Were it conceivable that intercollegiate champions or their backers should ever constitute a majority of our trustees or faculty, the logical apotheosis of a recently expressed view would require that each matriculant should agree to be assessed regularly for the support of certain persons who might perhaps be retained pro forma on our rolls but from whom should be asked no more intellectual effort than was expected of the gladiators at Rome; a ludo ad ludicrum.

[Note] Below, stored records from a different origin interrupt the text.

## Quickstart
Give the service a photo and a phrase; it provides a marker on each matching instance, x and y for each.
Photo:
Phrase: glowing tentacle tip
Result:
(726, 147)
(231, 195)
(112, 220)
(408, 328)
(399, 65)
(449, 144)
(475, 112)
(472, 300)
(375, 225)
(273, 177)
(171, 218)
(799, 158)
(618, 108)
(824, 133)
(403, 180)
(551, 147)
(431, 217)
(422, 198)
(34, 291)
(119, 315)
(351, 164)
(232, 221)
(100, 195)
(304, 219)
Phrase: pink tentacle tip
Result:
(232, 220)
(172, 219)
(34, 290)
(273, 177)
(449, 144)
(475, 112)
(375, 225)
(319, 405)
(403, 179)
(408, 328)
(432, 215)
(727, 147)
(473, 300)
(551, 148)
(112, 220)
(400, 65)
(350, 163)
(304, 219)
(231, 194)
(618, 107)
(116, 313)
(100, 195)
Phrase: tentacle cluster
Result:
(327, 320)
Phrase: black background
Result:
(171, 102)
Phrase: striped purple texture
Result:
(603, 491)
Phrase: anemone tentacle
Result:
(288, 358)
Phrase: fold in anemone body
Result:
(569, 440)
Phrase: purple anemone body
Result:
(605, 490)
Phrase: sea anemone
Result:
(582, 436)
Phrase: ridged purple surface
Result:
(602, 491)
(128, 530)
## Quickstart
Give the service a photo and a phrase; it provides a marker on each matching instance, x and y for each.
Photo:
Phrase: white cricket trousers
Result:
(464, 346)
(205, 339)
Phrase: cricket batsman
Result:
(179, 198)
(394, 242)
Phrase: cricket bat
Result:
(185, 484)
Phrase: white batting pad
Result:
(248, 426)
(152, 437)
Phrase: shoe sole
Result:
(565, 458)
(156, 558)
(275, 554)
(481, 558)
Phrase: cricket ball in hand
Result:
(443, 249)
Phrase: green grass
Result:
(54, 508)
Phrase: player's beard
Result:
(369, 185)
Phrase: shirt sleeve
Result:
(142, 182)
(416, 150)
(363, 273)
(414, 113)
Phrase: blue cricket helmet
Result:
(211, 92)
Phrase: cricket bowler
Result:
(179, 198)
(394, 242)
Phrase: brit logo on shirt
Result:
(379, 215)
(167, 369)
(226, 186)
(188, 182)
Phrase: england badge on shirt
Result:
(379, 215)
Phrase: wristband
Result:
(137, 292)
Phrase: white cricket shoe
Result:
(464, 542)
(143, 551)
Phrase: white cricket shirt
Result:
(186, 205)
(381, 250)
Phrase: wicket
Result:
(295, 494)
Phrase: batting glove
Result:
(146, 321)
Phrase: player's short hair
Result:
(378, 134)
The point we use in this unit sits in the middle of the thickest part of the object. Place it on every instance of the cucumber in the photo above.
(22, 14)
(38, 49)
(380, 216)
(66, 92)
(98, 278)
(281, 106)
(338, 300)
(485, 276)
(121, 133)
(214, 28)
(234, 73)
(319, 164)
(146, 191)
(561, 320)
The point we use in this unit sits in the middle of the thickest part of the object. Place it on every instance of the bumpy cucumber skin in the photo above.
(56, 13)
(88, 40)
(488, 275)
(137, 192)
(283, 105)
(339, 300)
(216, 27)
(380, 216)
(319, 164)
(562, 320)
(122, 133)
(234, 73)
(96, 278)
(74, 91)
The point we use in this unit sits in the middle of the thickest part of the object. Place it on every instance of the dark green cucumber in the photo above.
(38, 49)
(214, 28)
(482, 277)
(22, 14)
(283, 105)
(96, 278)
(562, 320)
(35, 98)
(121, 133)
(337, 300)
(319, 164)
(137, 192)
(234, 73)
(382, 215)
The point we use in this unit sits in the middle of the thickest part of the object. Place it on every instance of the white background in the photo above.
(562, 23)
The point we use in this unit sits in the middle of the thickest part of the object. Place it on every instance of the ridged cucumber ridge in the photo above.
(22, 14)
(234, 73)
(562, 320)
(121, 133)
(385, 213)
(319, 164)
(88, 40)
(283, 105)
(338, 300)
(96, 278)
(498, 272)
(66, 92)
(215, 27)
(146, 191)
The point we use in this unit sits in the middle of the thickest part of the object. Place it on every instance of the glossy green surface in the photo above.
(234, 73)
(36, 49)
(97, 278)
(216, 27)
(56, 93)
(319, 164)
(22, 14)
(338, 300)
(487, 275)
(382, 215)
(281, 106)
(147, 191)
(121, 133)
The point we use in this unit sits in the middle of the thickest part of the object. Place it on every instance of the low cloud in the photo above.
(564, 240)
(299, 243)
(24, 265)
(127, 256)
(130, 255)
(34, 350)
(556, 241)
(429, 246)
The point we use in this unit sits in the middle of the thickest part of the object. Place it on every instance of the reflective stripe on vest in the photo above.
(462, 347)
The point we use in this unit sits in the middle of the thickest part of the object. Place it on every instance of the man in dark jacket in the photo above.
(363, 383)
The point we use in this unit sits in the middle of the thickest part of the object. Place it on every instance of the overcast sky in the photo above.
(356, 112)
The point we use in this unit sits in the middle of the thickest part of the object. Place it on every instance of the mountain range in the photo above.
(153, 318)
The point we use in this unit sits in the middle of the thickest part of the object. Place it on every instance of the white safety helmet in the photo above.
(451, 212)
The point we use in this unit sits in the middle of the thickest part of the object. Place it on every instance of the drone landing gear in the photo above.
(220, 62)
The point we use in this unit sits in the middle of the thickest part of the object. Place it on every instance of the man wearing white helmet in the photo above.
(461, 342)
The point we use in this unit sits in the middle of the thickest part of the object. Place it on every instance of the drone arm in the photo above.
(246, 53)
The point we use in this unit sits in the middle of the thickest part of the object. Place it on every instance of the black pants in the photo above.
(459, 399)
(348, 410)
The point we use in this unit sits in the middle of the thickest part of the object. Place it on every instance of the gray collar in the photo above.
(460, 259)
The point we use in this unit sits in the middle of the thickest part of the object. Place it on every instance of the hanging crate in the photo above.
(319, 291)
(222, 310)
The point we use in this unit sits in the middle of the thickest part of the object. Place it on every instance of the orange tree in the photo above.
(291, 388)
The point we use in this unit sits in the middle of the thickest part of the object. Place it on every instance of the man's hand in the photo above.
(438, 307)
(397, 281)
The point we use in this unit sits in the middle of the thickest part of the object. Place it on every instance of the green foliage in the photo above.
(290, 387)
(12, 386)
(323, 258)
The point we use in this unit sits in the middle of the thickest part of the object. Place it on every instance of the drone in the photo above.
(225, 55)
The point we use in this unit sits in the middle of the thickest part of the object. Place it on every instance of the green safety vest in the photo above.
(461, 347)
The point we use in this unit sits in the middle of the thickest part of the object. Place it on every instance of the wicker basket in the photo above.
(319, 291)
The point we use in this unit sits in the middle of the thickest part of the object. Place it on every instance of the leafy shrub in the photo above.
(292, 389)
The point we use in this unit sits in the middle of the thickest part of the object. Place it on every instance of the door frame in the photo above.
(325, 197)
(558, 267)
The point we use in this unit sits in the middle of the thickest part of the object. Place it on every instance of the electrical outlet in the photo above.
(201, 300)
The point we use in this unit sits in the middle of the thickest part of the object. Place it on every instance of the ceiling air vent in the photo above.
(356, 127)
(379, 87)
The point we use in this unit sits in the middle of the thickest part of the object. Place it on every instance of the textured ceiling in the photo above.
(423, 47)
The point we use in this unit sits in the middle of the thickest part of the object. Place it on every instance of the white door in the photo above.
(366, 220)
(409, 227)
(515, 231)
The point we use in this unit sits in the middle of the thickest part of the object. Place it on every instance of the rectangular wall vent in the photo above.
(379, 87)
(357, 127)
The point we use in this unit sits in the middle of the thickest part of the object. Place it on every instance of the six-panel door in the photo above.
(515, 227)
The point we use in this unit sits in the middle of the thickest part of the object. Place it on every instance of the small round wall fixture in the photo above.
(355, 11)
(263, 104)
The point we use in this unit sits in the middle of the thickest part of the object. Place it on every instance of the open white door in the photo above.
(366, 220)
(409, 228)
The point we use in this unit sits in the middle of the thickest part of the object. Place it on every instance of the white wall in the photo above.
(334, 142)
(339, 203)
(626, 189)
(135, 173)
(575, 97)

To sum up: The faculty may wisely facilitate exhibitions of individual strength and skill, but should make no official provision for intercollegiate or class contests. The students would do well to take an active part in the former and should be willing to pay for entertainments which they wish to attend as spectators only; but each should reserve the right to determine where his time and his money will do the most good, and hesitate long before investing either in enterprises which are very gratuitously assumed to be essential to the "glory of Cornell."

In estimating the value of the foregoing as independent testimony it should be noted that the writer had not then seen the discussions of the subject in the annual reports of the president of Harvard university; that for 1886-7 is a most formidable arraignment and is here reproduced:

"Football, baseball and rowing are liable to abuses which do not attach to the sports themselves so much as to their accompaniments under the present system of intercollegiate competitions. These abuses are extravagant expenditure by and for the ball players and the crews; the interruption of college work which exaggerated interest in the frequent ball matches causes; betting; trickery condoned by a public opinion which demands victory; and the hysterical demonstrations of the college public over successful games. These follies can best be kept in check - they can not be eradicated - by reducing the number of intercollegiate competitions to the lowest terms."